Nel cuore di Roma, all’interno di una storica palazzina che conserva intatto il fascino dell’architettura degli anni ’40, prende forma un progetto residenziale firmato da Giorgia Dennerlein per Loto AD Project. Un intervento che reinterpreta il linguaggio del Razionalismo Classico attraverso una sensibilità contemporanea, dando vita a uno spazio abitativo dove rigore formale e raffinatezza materica convivono in perfetto equilibrio.


Un dialogo tra memoria e contemporaneità
L’appartamento, sviluppato su una superficie di 160 mq, si inserisce in un contesto architettonico fortemente identitario. È proprio dall’androne del palazzo che nasce l’idea progettuale: le scanalature classicheggianti che definiscono balconi e scala diventano il punto di partenza per una rilettura interna coerente e sofisticata.

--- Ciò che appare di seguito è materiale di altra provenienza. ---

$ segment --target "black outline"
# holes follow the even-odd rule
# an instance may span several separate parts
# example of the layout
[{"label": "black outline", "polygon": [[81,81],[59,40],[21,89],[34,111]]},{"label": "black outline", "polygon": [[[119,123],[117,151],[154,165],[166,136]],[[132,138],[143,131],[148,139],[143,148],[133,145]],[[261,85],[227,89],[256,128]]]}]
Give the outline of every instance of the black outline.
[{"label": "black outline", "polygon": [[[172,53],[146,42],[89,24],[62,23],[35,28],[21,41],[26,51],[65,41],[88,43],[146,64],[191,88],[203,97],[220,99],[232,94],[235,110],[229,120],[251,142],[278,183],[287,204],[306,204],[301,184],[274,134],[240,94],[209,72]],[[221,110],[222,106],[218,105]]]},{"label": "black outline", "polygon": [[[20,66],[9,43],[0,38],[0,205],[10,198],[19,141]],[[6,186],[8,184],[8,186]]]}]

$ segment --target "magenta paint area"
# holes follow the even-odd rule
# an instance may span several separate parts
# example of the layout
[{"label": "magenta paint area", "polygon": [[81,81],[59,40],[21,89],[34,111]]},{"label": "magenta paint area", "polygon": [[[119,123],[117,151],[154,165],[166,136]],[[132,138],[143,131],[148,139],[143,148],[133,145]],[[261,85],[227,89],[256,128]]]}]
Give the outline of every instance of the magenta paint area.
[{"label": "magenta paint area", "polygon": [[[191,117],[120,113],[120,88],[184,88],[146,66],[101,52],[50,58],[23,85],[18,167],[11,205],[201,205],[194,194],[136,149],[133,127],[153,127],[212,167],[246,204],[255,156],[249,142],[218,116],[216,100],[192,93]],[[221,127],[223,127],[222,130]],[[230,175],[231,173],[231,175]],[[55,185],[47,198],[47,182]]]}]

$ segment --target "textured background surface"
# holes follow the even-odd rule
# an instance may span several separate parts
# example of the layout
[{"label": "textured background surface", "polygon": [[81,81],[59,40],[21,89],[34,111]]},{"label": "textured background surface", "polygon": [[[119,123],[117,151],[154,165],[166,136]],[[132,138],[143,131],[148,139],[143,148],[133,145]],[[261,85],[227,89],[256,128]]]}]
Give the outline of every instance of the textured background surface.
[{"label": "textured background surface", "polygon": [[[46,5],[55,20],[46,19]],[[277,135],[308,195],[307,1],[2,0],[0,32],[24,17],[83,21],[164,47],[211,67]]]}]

Questo segno distintivo viene tradotto in una fascia perimetrale in travertino Santa Caterina che percorre le pareti dell’abitazione, allineandosi all’altezza delle ampie finestre. Il risultato è un elemento continuo che costruisce un dialogo fluido tra interno ed esterno, trasformandosi in un vero e proprio filo conduttore visivo.

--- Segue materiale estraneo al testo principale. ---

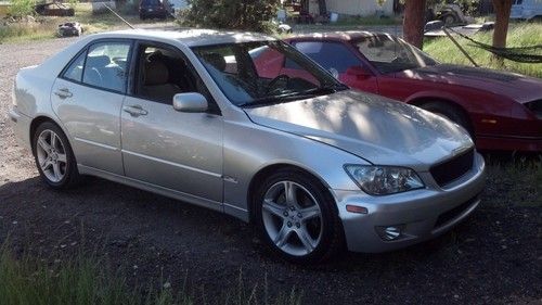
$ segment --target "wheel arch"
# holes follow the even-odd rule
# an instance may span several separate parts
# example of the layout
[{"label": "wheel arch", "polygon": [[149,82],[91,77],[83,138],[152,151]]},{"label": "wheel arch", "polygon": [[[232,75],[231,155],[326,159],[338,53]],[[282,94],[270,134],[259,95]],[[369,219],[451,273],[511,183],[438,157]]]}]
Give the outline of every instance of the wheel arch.
[{"label": "wheel arch", "polygon": [[[270,164],[267,165],[262,168],[260,168],[250,179],[250,182],[248,185],[248,191],[247,191],[247,208],[248,208],[248,221],[254,223],[255,219],[255,201],[254,201],[254,195],[256,193],[256,188],[261,183],[266,177],[269,177],[269,175],[272,175],[275,171],[279,171],[281,169],[287,169],[291,168],[292,170],[300,171],[305,175],[308,175],[319,181],[323,187],[324,187],[324,192],[327,192],[330,196],[335,201],[335,196],[330,192],[330,186],[325,182],[325,180],[315,174],[314,171],[307,169],[300,165],[295,165],[295,164],[289,164],[289,163],[275,163],[275,164]],[[338,208],[336,205],[336,202],[334,202],[334,207],[336,208],[337,215],[338,215]]]},{"label": "wheel arch", "polygon": [[31,123],[30,123],[30,128],[28,130],[28,139],[29,139],[29,143],[30,143],[30,148],[31,148],[31,152],[34,154],[34,134],[36,134],[36,130],[38,129],[38,127],[46,123],[46,122],[50,122],[54,125],[56,125],[61,130],[62,132],[64,132],[64,135],[66,136],[66,139],[68,140],[68,144],[69,147],[73,148],[72,145],[72,140],[69,139],[69,136],[68,134],[66,132],[66,130],[62,127],[61,124],[59,124],[54,118],[50,117],[50,116],[47,116],[47,115],[38,115],[36,116],[35,118],[33,118]]}]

Materia e misura: l’eleganza del minimalismo
La distribuzione degli spazi — due camere da letto, due bagni, un corridoio attrezzato con armadiature su misura e un ampio ingresso — è accompagnata da un linguaggio progettuale essenziale, dove ogni scelta è calibrata con precisione.

La pietra è la protagonista assoluta: non solo definisce la fascia perimetrale, ma si estende alla pavimentazione, creando continuità e uniformità visiva. Un uso materico che non appesantisce, ma anzi rafforza la percezione di ordine e armonia.

Gli arredi, così come le porte e le armadiature, sono disegnati su misura. Qui la qualità artigianale emerge in ogni dettaglio: superfici, finiture e proporzioni sono pensate per costruire un ambiente silenzioso, mai ridondante. Pochi elementi, accuratamente selezionati, bastano a definire un’atmosfera calda e sofisticata.






Il living: trasparenze e profondità
Nel soggiorno, una vetrata trasparente introduce una separazione leggera tra zona living e cucina, mantenendo la continuità visiva. Protagonista è la cucina DC10 di Rossana, disegnata da Vincenzo De Cotiis.


Collocata su una parete a fondo specchiato, la cucina amplifica lo spazio riflettendo l’intero ambiente. Questo gioco di rimandi visivi contribuisce a una percezione di maggiore profondità e luminosità, accentuando il carattere arioso del living.
Bagni come spazi architettonici
I bagni si configurano come veri ambienti di progetto, dove la ricerca materica si esprime con maggiore intensità. Qui il travertino dialoga con marmi dalle venature marcate, creando contrasti raffinati e senza tempo. Il risultato è uno spazio che supera la dimensione funzionale per diventare esperienza sensoriale.


Luce, colore e atmosfera
La palette cromatica si muove su toni neutri, pensati per valorizzare la luce naturale che invade l’appartamento grazie alle grandi aperture. Lo sguardo si apre sul cielo e sulla parte più verde e contemporanea della città, rafforzando il senso di respiro e leggerezza.

A questo equilibrio si aggiunge l’inserimento di un delicato azzurro polvere, utilizzato in alcuni dettagli per evocare una sensazione di sospensione e quiete. Un accento cromatico misurato che contribuisce a definire l’identità dell’intero progetto.


Con questo intervento, Loto AD Project costruisce un racconto coerente tra passato e presente, dove il rigore del Razionalismo si rinnova attraverso un design essenziale, colto e profondamente contemporaneo. Un progetto che dimostra come la sottrazione, quando guidata da una forte visione, possa diventare la chiave di una nuova eleganza dell’abitare.